Moira had access to a wealth of resources in the crime lab. The first thing she did was check Jeremy’s birth certificate.
“The name on the original is Kirkpatrick. An amended version changing your name to Caudell was filed after your parents adopted you.”
“Bought me, you mean. So the birth certificates were no help in tracing my biological father. What other options do we have?” Jeremy asked.
“Good old DNA,” Moira replied cheerfully. “If you’ll give me a sample, I’ll run it through the data base for a match. It may take a while. The lab is always backed up.”
While they waited, it seemed natural for Moira and Jeremy to meet a couple of times a week to share information. Jeremy didn’t admit to himself how much he looked forward to those evenings. They’d sit talking for hours and Jeremy felt he knew Moira better than he’d ever known anyone. He secretly hoped the lab would stay backed up forever.
One evening Moira hurried in, her face alight with news. “I found him!” she said without preamble as she plopped into the seat across from him. “You aren’t going to believe this.”
“Now, brace yourself. This will come as a shock. Are you ready?”
“Jeez, just spit it out, will you?”
“Your father is Hank Kirkpatrick.”
“Hank! What about Myrna’s mysterious affair? If Hank’s my father, why did he sell me? Why would he do that?”

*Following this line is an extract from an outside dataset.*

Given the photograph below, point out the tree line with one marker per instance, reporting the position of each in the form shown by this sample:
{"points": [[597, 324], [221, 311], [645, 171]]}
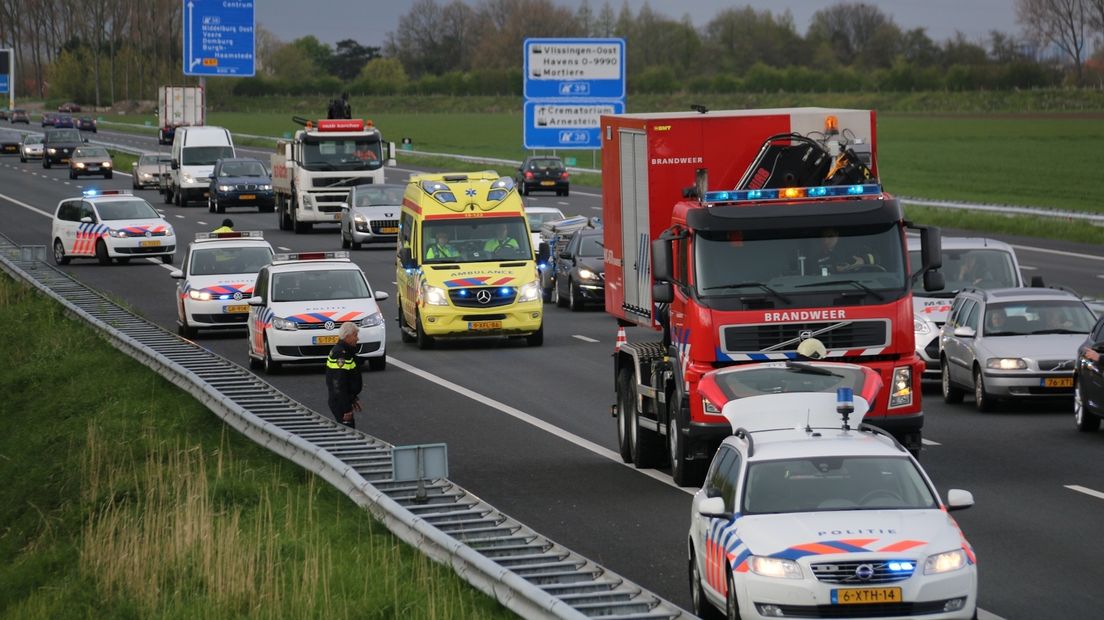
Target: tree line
{"points": [[106, 51]]}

“I can only speculate that Myrna really didn’t know which man was the father of her child. Hank assumed you weren’t his.”
“But how did you get his DNA? He refused when I suggested it.”
“Turns out, it was already in the system. He’d had a traffic accident a couple of years ago in which he was at fault and the other driver was seriously hurt. The officer at the scene gave Hank a Breathalizer test and preserved the mouthpiece just in case. If the other guy had died, Hank would have been facing charges. Once I unearthed that piece of information, putting it together was simple.”
Jeremy recalled Myrna’s sorrowful face as she stood silently behind her husband at their front door. Hank said Myrna needed a lesson and he’d certainly given it to her. In a colossal mistake born of vengeance and anger, he’d sold his own son.
“It’s like an O. Henry story,” Jeremy said, shaking his head. “What am I supposed to do now?”
“O. Henry was known for his plot twists,” Moira said. “You get to write this one. How do you want your story to unfold?”
When Jeremy delivered the dinner invitation, Hank refused outright.
“Ain’t gonna happen,” he said with his trademark snarl.
A small, firm voice spoke up behind him.
“Yes, we’ll be there,” Myrna Kirkpatrick said. When Hank rounded on her with fire in his eyes, she faced him down for the first time in their long married life.
“We’ll be there,” she repeated, made brave by the need to reclaim her child. “We owe it to our son, Hank. We’re going to get to know our boy.”
The little group sitting around the dining room table was anything but at ease. Mr. and Mrs. Caudell were hosting Mr. and Mrs. Kirkpatrick and heartburn was on the menu. Moira rubbed a muscle in Jeremy’s shoulder that was taut as a wire.
“Will this night ever end?” he whispered.
“The next time will be easier,” she whispered back.
Jeremy had decided to get all his parents together in one room. He thought it was time they collectively faced what they’d done if there was to be any hope of reconciliation. After the last plate was cleared, he cleared his throat, stood and became the focus of all eyes. Moira winked.
“The past is the past and nothing can change what’s happened,” Jeremy said, “but there will be no more secrets going forward. We are an unconventional family, and maybe it’s too much to ask that you become friends. That’s up to you, but I’m going to treat the four of you as my parents, and I hope you’ll treat me as a son. Moira and I want to see you all sitting together in the front pew at our wedding.”